DATE: Wednesday, October 8, 1997 TAG: 9710090779 SECTION: DAILY BREAK PAGE: E6 EDITION: FINAL TYPE: Book Review SOURCE: BY ANN G. SJOERDSMA LENGTH: 90 lines
KATHY REICHS has been described as North Carolina's answer to Virginia's Patricia Cornwell - at least, by people in the Tar Heel State. Reichs lives part of the year in Charlotte; Cornwell, in Richmond.
In truth, the comparison ends where it begins. Both ``Deja Dead,'' Reichs' best-selling debut, and Cornwell's many Dr. Kay Scarpetta, M.E., novels are forensic thrillers that feature a strong female scientist as protagonist. Mais, c'est tout (But, that's all), as Reichs' bilingual, and brilliant, forensic anthropologist Temperance (``Tempe'') Brennan would say.
In a head-to-head write-off with Cornwell, Reichs - like Brennan, a forensic anthropologist for the state of North Carolina and the province of Quebec - wins hands-down. No bones about it.
``Deja Dead'' is jet-propelled, highly intelligent and absorbing. A page-turner - with few soft spots.
It's appropriate to speak of heads and hands, severed from bodies and decomposed, when speaking of ``Deja Dead.'' No sooner has Tempe - ``Brennan'' to her friends, colleagues and inner self - set aside skull fragments from a man who blew himself up than she is dispatched to a newly uncovered burial site in the heart of Montreal, where the North Carolina anthropologist is spending a year's leave.
There, she finds plastic garbage bagfuls of bones, which, when pieced together, form a young woman's skeleton.
Brennan ``rattles'' them bones in the lab, searching for clues to identity and murder. The peculiar dismemberment and burial method remind her of an earlier slaying, and, before long, she has developed a serial killer theory, not appreciated by the tight-lipped detective on the case. Hostile Luc Claudel, one of many interesting police ensemble characters, has every reason to resent Brennan. Though she acts a lot like Lynda La Plante's Jane Tennison, from TV's ``Prime Suspect,'' Tempe Brennan isn't a cop.
A mere technicality, though, for Reichs, who knows from experience how to connect anthropology to homicide - the bones, the bones. Her descriptions of forensic work simply dazzle.

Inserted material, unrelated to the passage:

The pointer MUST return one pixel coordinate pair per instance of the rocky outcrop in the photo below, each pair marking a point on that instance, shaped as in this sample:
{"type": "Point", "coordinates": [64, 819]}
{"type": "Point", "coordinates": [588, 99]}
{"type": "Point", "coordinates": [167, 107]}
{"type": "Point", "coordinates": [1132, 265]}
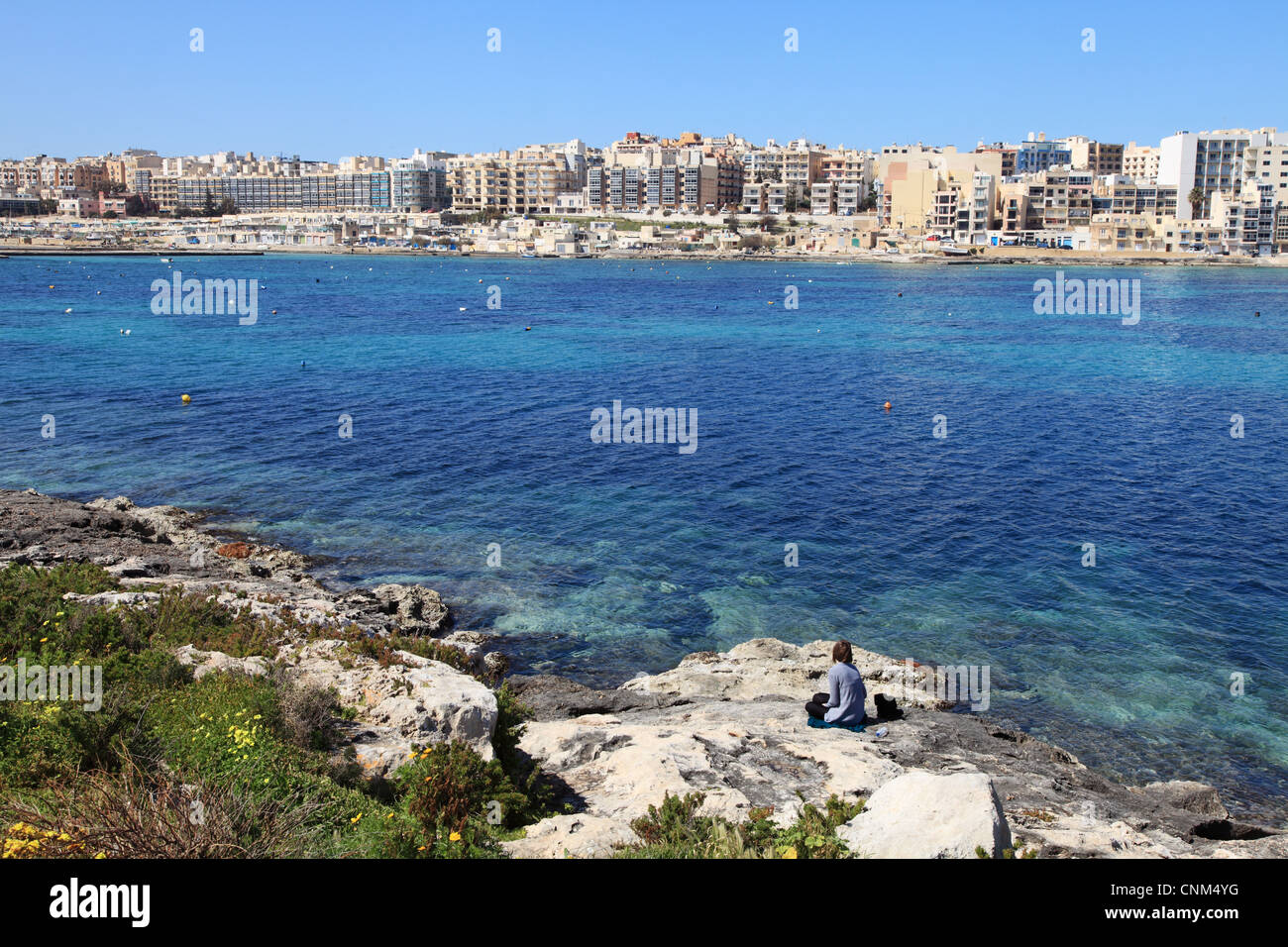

Reichs is so good at conveying the excitement of Brennan's discoveries that she can make a discussion about saws seem sexy with anticipation:
``You are of the carpentry and grout gender. What do you know about saws?'' I continued laying bones in the box.
``They cut things.''
``Good. What things?''
``Wood. Shrubbery. Metal.'' He paused. ``Bone.''
And so forth, as our heroine uses the Socratic method, a la Tracy-Hepburn's ``Adam's Rib,'' to enlighten Andrew Ryan, a rather alluring homicide cop.
Reichs' dialogues bubble right along, and her narrative is often sensuous, even about the mundane:
``The heat and the steam and the scent of jasmine should have relaxed me, loosened the tension in my muscles and carried away the soreness. They hadn't. The whole time I was listening for a sound outside my rectangle of steam. I was waiting for the phone to ring.''
Montreal in summer? It's like a ``rhumba dancer: all ruffles and bright cotton, with flashing thighs and sweat-slicked skin.''
Fluent in French, Reichs good-naturedly teases and contrasts Francophones and Anglophones, and exposes some Canadian attitudes about America, especially our violent crime. The setting makes for a nice change of pace.
Reichs slips a bit at the end, though, relying on some tired plot devices, including the now expected unexpected confrontation.
Like her language, Reichs' characters are refreshingly full, mature and complex - except when they're not. Which is to say that sometimes she packages too much.
A middle-aged graduate of the school of honest self-acceptance, Brennan has an estranged husband and college-age daughter in Charlotte. OK. Fine. But does she also need an incongruous alcoholic past? Forget the simplistic up-from-the-booze explanation. Just let her have a hard-earned edge. It's marvelous.
Some of Reichs' other female characters - a best friend from the radical '60s, a prostitute, and an owl-eyed computer scientist - suggest caricature, but survive it. Her police - all men - come across as macho and vulgar, yet comforting.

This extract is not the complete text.